Вы пишете, что «фабричные только тогда хороши, когда им что-нибудь делаешь», и что «они ничего не понимают».
А фабриканты, что же, такие уж благодетели, что хоть ничего не делай, а они будут благодарны?! И они будто понимают, что рабочие последние силы теряют и получают лишь гроши? Да хоть умри на работе — они не поймут! И «оценят» лишь за то, что будешь молчать, когда они две шкуры будут драть! Недаром они и говорят, что дураки им полезны, а умные — вредны… Народ наш забит совсем, стал бессловесный. И хорош буду я, видя все это, и не помогая товарищам, и позволю сесть себе на шею каким-нибудь негодяям-тунеядцам, проживающим деньги, добытые руками рабочих? Нет, так я не хочу и не могу, а, сколько хватит сил, постараюсь отстаивать свои права!»
Варвара Ивановна переполошилась, когда Виктор попросил ее сообщить, сколько денег у него в сберегательной книжке. Сам он никогда не глядел на окружающий мир через полушку, как это делал его покойный отец, и, конечно, не знал, какая сумма скопилась у него за время работы и у Морозова и у Паля.
14 сентября он писал маме: «По новым правилам сегодня полагается работать, но рабочие опять не пошли. Вы спрашиваете, мама, зачем мне знать, сколько у меня денег?
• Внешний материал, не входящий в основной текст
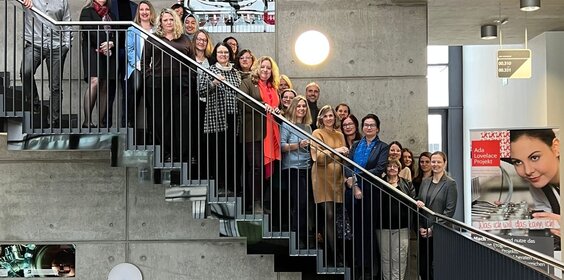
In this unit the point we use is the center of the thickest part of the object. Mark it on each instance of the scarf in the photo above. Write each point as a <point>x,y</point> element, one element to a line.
<point>102,11</point>
<point>272,140</point>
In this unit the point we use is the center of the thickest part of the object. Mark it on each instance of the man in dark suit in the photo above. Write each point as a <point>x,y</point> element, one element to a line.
<point>122,10</point>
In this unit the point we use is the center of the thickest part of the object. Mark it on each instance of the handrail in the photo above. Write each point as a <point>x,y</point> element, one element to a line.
<point>208,72</point>
<point>507,243</point>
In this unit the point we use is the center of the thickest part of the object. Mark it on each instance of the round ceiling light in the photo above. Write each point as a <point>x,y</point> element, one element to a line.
<point>312,47</point>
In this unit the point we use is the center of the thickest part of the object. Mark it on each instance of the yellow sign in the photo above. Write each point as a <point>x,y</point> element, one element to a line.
<point>514,64</point>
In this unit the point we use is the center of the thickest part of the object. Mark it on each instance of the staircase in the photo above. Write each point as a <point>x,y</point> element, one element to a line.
<point>193,175</point>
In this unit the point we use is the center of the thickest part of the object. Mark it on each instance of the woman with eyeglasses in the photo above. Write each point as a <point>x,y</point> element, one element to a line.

Я вам писал, что у меня есть планы. Один из этих планов — поехать за границу… Сейчас я решил действовать в старом же духе и фронта не переменять…»
Этим «фронтом» была новая стачка в день воздвиженья, занятия с кружком до первых петухов и чтение второго тома «Капитала», который приобрел ему брат Павел в московском магазине «Труд».
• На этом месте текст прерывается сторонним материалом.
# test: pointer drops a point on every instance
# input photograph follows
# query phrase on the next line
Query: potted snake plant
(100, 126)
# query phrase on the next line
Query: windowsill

Павел переменился за эти годы так, что стал получать от Виктора весьма лестные характеристики. Он дважды побывал в Питере и хотя не вдруг понял, чем озабочен Виктор, но проникся уважением к его интересам. В письмах Павла начали появляться рассуждения о делах, которые волновали тогда мир: о приезде Фритьофа Нансена в Москву, о скандальном деле Дрейфуса и об оголтелом нажиме США на Кубу. Он занимался теперь в школе приказчиков, стремился повидать Станиславского в пьесах молодого и прогрессивного Литературно-художественного кружка, шумно заявившего о себе на московских подмостках, не пропускал публичных лекций видных профессоров по искусству, политической экономии, природоведению и анатомии. Были у него основания гордиться питерским братом, сумевшим подчинить свою жизнь опасной и благородной борьбе фабричных за право жить по-людски. Он понимал, что все это может довести и до тюрьмы. Но молодое поколение не знает страха и не боится упреков обывателя. Это обывателю суждено видеть не дальше своего носа и отдать богу душу в привычной заспанной постели, на мягкой пуховой перине, под заунывное и гнусавое бормотание попа с кадилом и дьячка с затрепанным псалтырем!
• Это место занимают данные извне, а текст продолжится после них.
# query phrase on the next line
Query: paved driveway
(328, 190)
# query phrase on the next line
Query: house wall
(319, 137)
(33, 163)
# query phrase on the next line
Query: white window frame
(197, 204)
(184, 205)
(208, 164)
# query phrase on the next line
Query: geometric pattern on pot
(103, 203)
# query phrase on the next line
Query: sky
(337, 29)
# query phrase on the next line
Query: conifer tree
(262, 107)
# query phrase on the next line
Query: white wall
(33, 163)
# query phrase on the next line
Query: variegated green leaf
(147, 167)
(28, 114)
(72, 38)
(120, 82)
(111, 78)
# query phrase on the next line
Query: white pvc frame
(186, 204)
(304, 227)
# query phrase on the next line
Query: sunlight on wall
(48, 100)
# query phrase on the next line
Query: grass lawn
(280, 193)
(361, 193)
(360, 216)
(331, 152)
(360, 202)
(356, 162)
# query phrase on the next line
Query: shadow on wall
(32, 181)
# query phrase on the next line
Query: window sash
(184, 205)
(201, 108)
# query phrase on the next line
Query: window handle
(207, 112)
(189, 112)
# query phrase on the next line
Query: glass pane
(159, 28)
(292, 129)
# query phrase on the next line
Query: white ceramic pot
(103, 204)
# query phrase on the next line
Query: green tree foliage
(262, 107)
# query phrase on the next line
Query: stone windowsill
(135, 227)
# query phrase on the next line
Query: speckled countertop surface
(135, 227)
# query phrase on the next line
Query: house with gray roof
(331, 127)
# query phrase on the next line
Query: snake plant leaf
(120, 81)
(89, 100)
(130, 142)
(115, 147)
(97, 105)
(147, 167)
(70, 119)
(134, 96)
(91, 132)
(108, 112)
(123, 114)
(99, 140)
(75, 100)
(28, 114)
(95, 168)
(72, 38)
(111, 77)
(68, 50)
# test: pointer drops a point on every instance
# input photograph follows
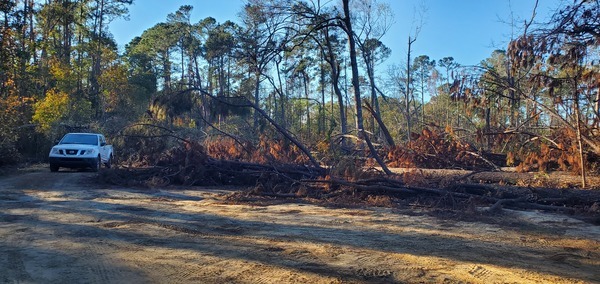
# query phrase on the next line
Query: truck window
(86, 139)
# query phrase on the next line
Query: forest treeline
(303, 74)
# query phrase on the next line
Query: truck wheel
(97, 165)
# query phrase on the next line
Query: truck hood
(74, 146)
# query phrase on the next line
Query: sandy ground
(62, 228)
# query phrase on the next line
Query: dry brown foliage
(543, 156)
(436, 149)
(267, 150)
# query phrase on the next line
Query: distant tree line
(311, 67)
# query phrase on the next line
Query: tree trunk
(355, 83)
— Ты, Виктор, того… — прощался Павел в последнюю встречу. — Береги себя, голову под удар не ставь. А уж коли тюрьма на роду написана, во мне-то не сомневайся: я тебя не оставлю.
— Вон ты какой? Да ты мне нравишься, Пал Палыч! Выдавить такое признание из морозовского приказчика — это уже победа! Только не хорони меня, друг, дай руку! — Пожалуй, именно в этот день Виктору и полюбился старший брат, которого он долго считал почти чужим…
После воздвиженской стачки, также начатой красильщиками, директор Шабловский пристроил к Виктору нового филера. Назойливый тип, одетый под мастерового, каждую минуту лез на глаза: провожал своего подопечного до ворот фабрики на рассвете, толкался среди фабричных у проходной будки, когда кончалась смена, и неусыпно наблюдал за домом № 51 по Шлиссельбургскому тракту, пока в комнате у Виктора не погасал свет.
В середине сентября Николай Калабин встретился с Ногиным в обеденный перерыв. Они побродили вдоль корпусов фабрики, сели на тюк товара в дальнем углу обширного двора.
— Тебе надо уходить отсюда, — глухо сказал Калабин, — не такой ты человек, чтоб пропасть ни за грош. А насчет работы не сомневайся. Я уже говорил с Ольгой Аполлоновной. Она и Андропов похлопочут о тебе. Думается, есть у них хорошая зацепка на заводе Семянникова. И будешь ты рядом с нами.